I once asked children in RE class to tell me the greatest feast celebrated in the Church. Everyone can guess the answer—Christmas. But is Christmas our greatest feast? Not really. Christmas would make no sense if the event of today did not take place. If Christ did not rise from the dead, perhaps his birthday would be celebrated as ours—by friends and close relatives only. The resurrection is the event to which the mystery of the incarnation points. The liturgical calendar with all feasts and actions of the Church revolves around Easter, and points toward it. St. Paul says, “If Christ did not rise from the dead, our faith is vain, our preaching is vain” (I Corinthians 15:14). Easter is our feast; we have been redeemed, humanity is reconciled with God, the gate of paradise closed after the fall is now wide open to receive believers, our access to the Father is reestablished.
Humanity has from antiquity grappled with this question: “What happens to us after we die?” Tremendous effort has been made by philosophers, scientists and experts in various fields to answer this question. All have met a blank wall.

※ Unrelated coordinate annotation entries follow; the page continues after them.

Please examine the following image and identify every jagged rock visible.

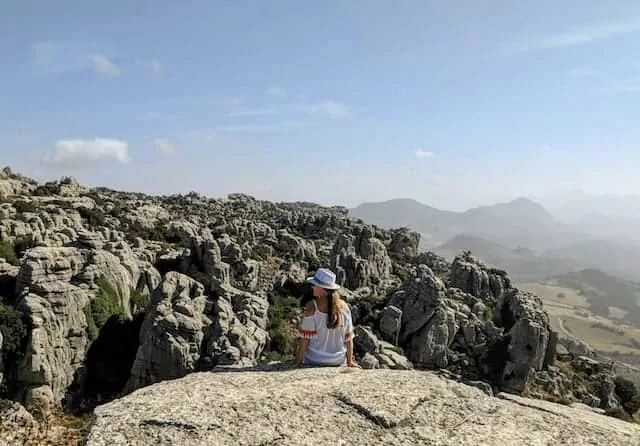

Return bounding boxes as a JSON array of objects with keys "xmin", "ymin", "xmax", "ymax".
[
  {"xmin": 125, "ymin": 271, "xmax": 211, "ymax": 392},
  {"xmin": 360, "ymin": 353, "xmax": 380, "ymax": 369},
  {"xmin": 558, "ymin": 338, "xmax": 595, "ymax": 358},
  {"xmin": 380, "ymin": 305, "xmax": 402, "ymax": 345},
  {"xmin": 556, "ymin": 343, "xmax": 571, "ymax": 361},
  {"xmin": 86, "ymin": 367, "xmax": 640, "ymax": 446},
  {"xmin": 203, "ymin": 286, "xmax": 269, "ymax": 368},
  {"xmin": 572, "ymin": 356, "xmax": 604, "ymax": 375},
  {"xmin": 0, "ymin": 400, "xmax": 35, "ymax": 430},
  {"xmin": 331, "ymin": 227, "xmax": 392, "ymax": 290},
  {"xmin": 389, "ymin": 228, "xmax": 420, "ymax": 261},
  {"xmin": 17, "ymin": 281, "xmax": 89, "ymax": 406},
  {"xmin": 16, "ymin": 247, "xmax": 141, "ymax": 405},
  {"xmin": 496, "ymin": 288, "xmax": 555, "ymax": 392},
  {"xmin": 414, "ymin": 251, "xmax": 451, "ymax": 275},
  {"xmin": 450, "ymin": 256, "xmax": 489, "ymax": 297}
]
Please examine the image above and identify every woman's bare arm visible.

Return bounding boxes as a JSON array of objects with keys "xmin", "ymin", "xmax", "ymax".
[{"xmin": 296, "ymin": 338, "xmax": 310, "ymax": 367}]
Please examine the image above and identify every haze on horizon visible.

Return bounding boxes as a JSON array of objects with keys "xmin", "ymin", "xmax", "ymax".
[{"xmin": 0, "ymin": 0, "xmax": 640, "ymax": 210}]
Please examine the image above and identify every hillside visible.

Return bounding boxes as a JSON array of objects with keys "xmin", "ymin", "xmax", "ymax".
[
  {"xmin": 548, "ymin": 269, "xmax": 640, "ymax": 325},
  {"xmin": 0, "ymin": 169, "xmax": 640, "ymax": 444},
  {"xmin": 432, "ymin": 234, "xmax": 584, "ymax": 281},
  {"xmin": 349, "ymin": 198, "xmax": 584, "ymax": 249},
  {"xmin": 349, "ymin": 198, "xmax": 640, "ymax": 280}
]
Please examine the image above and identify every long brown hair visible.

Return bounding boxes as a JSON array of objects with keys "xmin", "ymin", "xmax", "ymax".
[{"xmin": 327, "ymin": 290, "xmax": 343, "ymax": 328}]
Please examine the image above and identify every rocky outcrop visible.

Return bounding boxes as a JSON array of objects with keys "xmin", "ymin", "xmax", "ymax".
[
  {"xmin": 380, "ymin": 258, "xmax": 551, "ymax": 392},
  {"xmin": 125, "ymin": 271, "xmax": 268, "ymax": 392},
  {"xmin": 87, "ymin": 368, "xmax": 640, "ymax": 446},
  {"xmin": 331, "ymin": 227, "xmax": 393, "ymax": 294},
  {"xmin": 0, "ymin": 166, "xmax": 636, "ymax": 428},
  {"xmin": 16, "ymin": 247, "xmax": 155, "ymax": 405}
]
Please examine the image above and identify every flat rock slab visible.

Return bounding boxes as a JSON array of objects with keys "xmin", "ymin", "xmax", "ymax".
[{"xmin": 87, "ymin": 368, "xmax": 640, "ymax": 446}]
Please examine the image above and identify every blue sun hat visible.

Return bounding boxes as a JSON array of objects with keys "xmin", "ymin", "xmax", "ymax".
[{"xmin": 307, "ymin": 268, "xmax": 340, "ymax": 290}]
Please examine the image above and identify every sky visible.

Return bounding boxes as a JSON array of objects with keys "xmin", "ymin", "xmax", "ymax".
[{"xmin": 0, "ymin": 0, "xmax": 640, "ymax": 210}]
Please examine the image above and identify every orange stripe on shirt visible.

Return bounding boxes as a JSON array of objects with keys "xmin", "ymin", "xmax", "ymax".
[{"xmin": 298, "ymin": 328, "xmax": 318, "ymax": 337}]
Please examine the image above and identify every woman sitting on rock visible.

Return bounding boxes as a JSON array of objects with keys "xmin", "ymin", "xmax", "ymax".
[{"xmin": 296, "ymin": 268, "xmax": 358, "ymax": 367}]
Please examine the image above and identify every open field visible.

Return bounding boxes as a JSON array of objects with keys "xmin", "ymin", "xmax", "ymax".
[{"xmin": 516, "ymin": 283, "xmax": 640, "ymax": 363}]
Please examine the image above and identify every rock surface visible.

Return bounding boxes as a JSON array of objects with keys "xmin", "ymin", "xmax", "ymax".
[{"xmin": 87, "ymin": 368, "xmax": 640, "ymax": 446}]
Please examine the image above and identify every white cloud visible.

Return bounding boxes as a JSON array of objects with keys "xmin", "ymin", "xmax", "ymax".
[
  {"xmin": 153, "ymin": 138, "xmax": 176, "ymax": 155},
  {"xmin": 227, "ymin": 107, "xmax": 278, "ymax": 116},
  {"xmin": 536, "ymin": 23, "xmax": 640, "ymax": 48},
  {"xmin": 569, "ymin": 68, "xmax": 602, "ymax": 77},
  {"xmin": 42, "ymin": 138, "xmax": 131, "ymax": 166},
  {"xmin": 267, "ymin": 87, "xmax": 285, "ymax": 96},
  {"xmin": 499, "ymin": 20, "xmax": 640, "ymax": 55},
  {"xmin": 136, "ymin": 59, "xmax": 162, "ymax": 74},
  {"xmin": 413, "ymin": 150, "xmax": 433, "ymax": 160},
  {"xmin": 294, "ymin": 101, "xmax": 351, "ymax": 119},
  {"xmin": 216, "ymin": 121, "xmax": 312, "ymax": 132},
  {"xmin": 88, "ymin": 54, "xmax": 122, "ymax": 77}
]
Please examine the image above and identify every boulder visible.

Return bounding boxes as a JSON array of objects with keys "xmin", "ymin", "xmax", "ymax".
[{"xmin": 125, "ymin": 271, "xmax": 269, "ymax": 392}]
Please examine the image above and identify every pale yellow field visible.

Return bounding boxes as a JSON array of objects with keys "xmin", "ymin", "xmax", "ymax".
[
  {"xmin": 516, "ymin": 283, "xmax": 640, "ymax": 355},
  {"xmin": 517, "ymin": 283, "xmax": 589, "ymax": 308}
]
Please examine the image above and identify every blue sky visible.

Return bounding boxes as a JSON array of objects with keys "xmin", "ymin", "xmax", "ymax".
[{"xmin": 0, "ymin": 0, "xmax": 640, "ymax": 209}]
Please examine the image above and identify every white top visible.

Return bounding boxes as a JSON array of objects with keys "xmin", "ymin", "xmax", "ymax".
[{"xmin": 298, "ymin": 299, "xmax": 353, "ymax": 366}]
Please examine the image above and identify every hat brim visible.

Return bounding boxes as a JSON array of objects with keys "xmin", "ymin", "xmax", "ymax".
[{"xmin": 307, "ymin": 277, "xmax": 341, "ymax": 290}]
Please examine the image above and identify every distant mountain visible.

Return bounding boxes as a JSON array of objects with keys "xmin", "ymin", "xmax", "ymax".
[
  {"xmin": 547, "ymin": 268, "xmax": 640, "ymax": 324},
  {"xmin": 350, "ymin": 198, "xmax": 588, "ymax": 249},
  {"xmin": 432, "ymin": 234, "xmax": 585, "ymax": 281},
  {"xmin": 349, "ymin": 198, "xmax": 640, "ymax": 280},
  {"xmin": 545, "ymin": 239, "xmax": 640, "ymax": 280}
]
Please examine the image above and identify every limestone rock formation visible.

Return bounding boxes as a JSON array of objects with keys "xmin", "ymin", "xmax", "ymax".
[
  {"xmin": 87, "ymin": 368, "xmax": 640, "ymax": 446},
  {"xmin": 0, "ymin": 169, "xmax": 632, "ymax": 429},
  {"xmin": 125, "ymin": 271, "xmax": 268, "ymax": 392},
  {"xmin": 16, "ymin": 247, "xmax": 156, "ymax": 405}
]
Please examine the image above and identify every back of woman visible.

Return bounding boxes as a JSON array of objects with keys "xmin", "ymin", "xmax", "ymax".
[
  {"xmin": 296, "ymin": 268, "xmax": 357, "ymax": 367},
  {"xmin": 299, "ymin": 299, "xmax": 353, "ymax": 366}
]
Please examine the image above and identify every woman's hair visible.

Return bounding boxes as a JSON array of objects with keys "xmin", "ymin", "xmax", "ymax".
[{"xmin": 327, "ymin": 290, "xmax": 343, "ymax": 328}]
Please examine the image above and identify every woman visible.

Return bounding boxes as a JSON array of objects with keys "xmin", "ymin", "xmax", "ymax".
[{"xmin": 296, "ymin": 268, "xmax": 358, "ymax": 367}]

But Jesus has given us an answer that is not only appealing, but also assuring and consoling—there is life beyond the grave. The grave is not a home for believers. The empty tomb which the disciples saw today tells the story. Death is not a disintegration of life. In fact, death has become rather a pathway to the fullness of life. That is why, while the world celebrates birthdays when people are born in the flesh, the Church celebrates it when souls are born in spirit. Death to those who are saved is infancy again. In the liturgy, we call it “natalitia,” the Latin word for birthday.
I’ll propose three reasons why Jesus is extraordinary and the only one worth following: 1, He was prophesied in scripture; 2, His coming split time in two BC/AD; 3, He is the only one who came into this world primarily to die. All else come to live and to fulfil some plan in living. Hence, we speak of death as something inevitable, for, if we could, we’ll choose to live on. During this paschal season, we should renew our faith in Jesus and live the new life that offers the possibility of truly living on.